Whilst it would be nice to separate the fact I am Jewish from me wanting my son to be Jewish, it’s not actually that simple, and the two are inter-linked.
I thought it was blindingly obvious from the debate that the reason I was even having this debate is because I am Jewish.
As I said to Dan (in person), this is not a philosophical debate for me, but a personal and emotional one.
So, for you, a causative factor in non-consensual circumcisions is the very fact that consent can’t be given. If you can explain to me how this is not a double-standard, I’d be very impressed. At what age did my parents lose their dominion over my genitals? Given the choice, I’d like to say age zero, please. Oh that’s right- there is no choice.
There is a difference in being able to consent and not, and not having the ability to make that decision. The same way their is a difference between someone signing a DNR when they are capable and a relative making that decision for them when they are not.
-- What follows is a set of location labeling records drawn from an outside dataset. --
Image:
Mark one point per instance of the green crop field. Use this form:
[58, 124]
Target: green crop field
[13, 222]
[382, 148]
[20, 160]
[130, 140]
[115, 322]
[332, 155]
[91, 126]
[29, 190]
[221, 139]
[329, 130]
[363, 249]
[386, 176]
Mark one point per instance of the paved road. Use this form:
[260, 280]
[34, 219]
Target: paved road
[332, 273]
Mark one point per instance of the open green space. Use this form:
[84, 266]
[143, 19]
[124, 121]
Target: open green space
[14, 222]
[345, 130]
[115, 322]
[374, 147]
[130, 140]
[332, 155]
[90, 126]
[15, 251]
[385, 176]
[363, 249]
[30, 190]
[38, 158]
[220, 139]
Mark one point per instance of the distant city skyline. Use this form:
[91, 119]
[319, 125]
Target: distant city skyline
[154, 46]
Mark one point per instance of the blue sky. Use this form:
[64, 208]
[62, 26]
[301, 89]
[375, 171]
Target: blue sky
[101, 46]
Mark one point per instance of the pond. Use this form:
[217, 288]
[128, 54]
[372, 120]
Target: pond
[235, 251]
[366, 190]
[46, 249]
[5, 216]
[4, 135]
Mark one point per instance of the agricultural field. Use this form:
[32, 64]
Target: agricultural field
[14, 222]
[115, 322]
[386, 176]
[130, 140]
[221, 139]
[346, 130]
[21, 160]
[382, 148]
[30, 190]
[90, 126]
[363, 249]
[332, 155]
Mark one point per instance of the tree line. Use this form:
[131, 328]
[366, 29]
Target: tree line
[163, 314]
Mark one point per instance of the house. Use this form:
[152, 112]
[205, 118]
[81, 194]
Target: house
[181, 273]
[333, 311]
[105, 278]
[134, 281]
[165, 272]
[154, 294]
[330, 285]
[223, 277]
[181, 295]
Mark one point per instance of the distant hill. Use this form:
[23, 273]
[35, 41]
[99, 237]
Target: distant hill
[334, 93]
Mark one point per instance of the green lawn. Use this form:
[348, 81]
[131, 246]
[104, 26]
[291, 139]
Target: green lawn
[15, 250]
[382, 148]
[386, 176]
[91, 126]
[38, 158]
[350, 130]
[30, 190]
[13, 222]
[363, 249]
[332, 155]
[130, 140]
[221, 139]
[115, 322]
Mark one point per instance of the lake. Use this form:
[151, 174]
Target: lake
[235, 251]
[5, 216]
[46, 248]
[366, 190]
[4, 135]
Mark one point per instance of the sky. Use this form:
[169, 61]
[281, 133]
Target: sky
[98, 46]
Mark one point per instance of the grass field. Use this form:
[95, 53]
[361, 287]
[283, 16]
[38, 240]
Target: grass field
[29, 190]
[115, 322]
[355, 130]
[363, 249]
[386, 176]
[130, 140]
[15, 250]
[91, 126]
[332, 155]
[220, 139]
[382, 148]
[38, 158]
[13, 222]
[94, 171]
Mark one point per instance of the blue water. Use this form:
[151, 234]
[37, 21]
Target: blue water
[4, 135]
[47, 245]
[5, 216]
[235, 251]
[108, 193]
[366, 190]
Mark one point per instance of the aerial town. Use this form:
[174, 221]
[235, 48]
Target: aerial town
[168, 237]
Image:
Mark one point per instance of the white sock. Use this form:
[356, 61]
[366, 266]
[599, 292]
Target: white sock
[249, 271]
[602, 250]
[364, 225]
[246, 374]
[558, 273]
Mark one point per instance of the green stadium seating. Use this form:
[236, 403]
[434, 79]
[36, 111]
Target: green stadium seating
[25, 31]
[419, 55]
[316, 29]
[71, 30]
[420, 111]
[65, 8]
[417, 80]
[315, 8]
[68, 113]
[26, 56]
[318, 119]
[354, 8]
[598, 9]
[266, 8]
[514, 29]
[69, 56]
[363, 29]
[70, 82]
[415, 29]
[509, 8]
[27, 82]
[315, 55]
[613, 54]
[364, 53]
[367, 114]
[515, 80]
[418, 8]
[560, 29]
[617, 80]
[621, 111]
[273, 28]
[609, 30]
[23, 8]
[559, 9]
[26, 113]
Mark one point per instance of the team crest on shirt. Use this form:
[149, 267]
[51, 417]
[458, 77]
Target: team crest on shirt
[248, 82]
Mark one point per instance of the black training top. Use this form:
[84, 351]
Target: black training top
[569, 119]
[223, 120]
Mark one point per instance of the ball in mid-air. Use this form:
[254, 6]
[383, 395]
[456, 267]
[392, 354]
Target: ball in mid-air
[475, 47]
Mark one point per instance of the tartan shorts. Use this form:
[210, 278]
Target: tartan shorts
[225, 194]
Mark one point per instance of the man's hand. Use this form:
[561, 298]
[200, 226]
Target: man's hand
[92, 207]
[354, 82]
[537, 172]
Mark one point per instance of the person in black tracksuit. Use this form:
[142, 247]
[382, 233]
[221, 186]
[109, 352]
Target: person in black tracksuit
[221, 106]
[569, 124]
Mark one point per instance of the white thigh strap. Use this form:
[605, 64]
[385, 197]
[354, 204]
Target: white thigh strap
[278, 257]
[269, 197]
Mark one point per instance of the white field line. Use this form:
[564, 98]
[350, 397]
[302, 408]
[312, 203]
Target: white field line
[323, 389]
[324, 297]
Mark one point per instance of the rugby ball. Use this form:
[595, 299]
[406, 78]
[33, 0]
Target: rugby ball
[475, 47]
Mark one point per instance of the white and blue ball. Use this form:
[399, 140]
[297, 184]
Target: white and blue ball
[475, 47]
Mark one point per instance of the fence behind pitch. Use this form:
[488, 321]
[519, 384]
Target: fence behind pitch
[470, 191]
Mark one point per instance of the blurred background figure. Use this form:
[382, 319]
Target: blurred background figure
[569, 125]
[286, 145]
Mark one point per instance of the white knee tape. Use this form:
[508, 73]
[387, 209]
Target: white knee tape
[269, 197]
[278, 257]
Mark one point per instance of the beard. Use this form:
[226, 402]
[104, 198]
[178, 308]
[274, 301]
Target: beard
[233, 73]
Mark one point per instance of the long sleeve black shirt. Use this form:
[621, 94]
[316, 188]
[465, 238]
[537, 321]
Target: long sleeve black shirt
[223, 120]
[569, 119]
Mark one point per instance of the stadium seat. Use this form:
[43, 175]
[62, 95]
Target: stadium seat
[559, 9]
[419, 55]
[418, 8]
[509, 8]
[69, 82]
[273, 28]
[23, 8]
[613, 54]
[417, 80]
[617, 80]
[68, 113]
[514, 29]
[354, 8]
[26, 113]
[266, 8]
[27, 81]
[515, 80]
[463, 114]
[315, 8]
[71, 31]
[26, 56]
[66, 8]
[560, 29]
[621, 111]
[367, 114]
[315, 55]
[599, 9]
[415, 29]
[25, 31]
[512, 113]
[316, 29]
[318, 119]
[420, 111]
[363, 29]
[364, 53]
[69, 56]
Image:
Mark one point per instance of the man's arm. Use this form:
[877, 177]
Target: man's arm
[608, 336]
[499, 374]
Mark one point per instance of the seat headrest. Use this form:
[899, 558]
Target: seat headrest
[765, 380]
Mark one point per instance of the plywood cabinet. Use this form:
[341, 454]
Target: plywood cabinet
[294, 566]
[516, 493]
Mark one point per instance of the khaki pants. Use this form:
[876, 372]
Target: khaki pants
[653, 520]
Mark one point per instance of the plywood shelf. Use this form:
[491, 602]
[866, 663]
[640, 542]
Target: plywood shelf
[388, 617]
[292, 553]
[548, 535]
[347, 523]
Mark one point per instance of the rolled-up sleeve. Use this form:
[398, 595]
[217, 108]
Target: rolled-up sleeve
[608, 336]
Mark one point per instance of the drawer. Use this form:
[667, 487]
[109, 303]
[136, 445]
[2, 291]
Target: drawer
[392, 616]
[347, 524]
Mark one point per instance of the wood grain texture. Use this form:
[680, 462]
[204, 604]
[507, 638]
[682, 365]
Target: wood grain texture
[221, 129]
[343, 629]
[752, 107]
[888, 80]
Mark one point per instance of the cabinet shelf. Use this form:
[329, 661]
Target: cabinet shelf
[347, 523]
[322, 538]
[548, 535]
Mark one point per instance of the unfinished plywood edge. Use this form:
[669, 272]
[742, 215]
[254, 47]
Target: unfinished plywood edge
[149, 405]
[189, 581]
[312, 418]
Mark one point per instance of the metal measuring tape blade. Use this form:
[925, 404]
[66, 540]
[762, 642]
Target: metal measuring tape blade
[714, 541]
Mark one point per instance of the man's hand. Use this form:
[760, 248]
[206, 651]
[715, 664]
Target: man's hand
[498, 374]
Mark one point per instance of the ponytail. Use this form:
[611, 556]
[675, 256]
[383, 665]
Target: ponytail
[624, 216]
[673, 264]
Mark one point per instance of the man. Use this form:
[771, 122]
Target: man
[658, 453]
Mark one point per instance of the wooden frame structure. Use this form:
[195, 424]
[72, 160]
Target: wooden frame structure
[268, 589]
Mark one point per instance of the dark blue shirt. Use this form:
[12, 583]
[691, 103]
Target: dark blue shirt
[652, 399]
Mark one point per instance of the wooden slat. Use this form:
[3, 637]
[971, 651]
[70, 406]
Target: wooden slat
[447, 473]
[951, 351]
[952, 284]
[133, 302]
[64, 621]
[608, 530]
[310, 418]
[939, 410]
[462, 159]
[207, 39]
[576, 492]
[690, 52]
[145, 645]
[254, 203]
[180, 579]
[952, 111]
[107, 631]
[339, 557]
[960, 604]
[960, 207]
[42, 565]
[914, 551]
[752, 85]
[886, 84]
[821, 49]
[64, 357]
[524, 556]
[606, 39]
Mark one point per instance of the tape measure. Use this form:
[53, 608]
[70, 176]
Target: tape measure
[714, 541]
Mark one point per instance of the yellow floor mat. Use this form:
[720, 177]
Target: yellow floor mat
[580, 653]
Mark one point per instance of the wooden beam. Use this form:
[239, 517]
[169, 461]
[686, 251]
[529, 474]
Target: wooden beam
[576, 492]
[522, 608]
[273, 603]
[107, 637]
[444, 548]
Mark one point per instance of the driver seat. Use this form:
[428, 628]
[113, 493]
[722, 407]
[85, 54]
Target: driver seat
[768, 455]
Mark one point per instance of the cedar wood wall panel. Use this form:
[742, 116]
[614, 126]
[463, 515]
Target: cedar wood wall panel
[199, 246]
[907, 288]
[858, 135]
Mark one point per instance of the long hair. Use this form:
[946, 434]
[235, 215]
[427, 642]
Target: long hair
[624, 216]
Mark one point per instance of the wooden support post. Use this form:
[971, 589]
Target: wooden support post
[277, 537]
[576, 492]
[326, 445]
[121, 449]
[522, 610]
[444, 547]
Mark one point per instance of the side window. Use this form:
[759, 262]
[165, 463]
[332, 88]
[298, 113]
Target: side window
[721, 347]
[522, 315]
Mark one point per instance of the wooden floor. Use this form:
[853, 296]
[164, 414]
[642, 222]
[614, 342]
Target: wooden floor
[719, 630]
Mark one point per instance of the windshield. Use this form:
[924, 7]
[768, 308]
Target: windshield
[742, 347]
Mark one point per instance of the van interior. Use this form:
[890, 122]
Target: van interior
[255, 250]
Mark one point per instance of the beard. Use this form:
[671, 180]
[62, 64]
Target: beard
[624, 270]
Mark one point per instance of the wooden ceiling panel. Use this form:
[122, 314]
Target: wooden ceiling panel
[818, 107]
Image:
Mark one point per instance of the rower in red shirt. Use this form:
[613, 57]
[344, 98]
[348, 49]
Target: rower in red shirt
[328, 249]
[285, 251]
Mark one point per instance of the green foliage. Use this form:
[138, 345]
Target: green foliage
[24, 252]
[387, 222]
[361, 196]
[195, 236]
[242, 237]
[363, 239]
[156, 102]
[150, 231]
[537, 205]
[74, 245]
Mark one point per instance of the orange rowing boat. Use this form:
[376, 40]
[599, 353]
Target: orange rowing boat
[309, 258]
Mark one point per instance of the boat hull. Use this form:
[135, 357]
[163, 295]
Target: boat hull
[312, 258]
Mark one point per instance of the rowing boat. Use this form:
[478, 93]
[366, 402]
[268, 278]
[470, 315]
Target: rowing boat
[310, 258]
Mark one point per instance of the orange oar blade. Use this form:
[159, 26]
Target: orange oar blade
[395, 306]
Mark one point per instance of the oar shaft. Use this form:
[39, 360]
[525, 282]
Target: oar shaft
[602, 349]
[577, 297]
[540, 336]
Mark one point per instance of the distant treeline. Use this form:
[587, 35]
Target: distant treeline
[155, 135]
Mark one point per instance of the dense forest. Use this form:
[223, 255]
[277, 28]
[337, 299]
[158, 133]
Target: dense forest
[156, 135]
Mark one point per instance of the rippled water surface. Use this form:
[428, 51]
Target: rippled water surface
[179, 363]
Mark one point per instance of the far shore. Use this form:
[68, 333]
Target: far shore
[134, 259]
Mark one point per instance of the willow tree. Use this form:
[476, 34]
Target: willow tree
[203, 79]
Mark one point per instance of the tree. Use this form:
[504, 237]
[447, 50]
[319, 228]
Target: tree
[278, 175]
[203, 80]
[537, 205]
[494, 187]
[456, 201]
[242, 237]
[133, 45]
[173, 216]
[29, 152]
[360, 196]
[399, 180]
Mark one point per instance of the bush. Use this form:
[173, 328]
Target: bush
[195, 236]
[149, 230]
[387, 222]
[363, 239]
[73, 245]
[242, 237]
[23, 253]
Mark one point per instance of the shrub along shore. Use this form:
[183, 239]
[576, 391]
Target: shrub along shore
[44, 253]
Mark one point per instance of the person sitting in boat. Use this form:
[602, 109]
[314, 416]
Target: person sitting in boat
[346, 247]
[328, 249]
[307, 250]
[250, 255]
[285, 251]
As a child your parents make decisions for you. Physical (your diet) and intellectual (your school) and others. Their dominion over them changes as you grow up and are able to make your decisions. However were you (which I hope never occurs) to get some degenerative disease their dominion over what decisions they could make for you would increase again.
So forgive me for comparing circumcision to…nonconsensual genital surgery.
You have a very good point. There are similarities when you reduce them down. However in my opinion FGM is harmful and male circumcision is not. That is partly why I see them as different, however I also think when you don’t reduce them down they are quite different on many levels.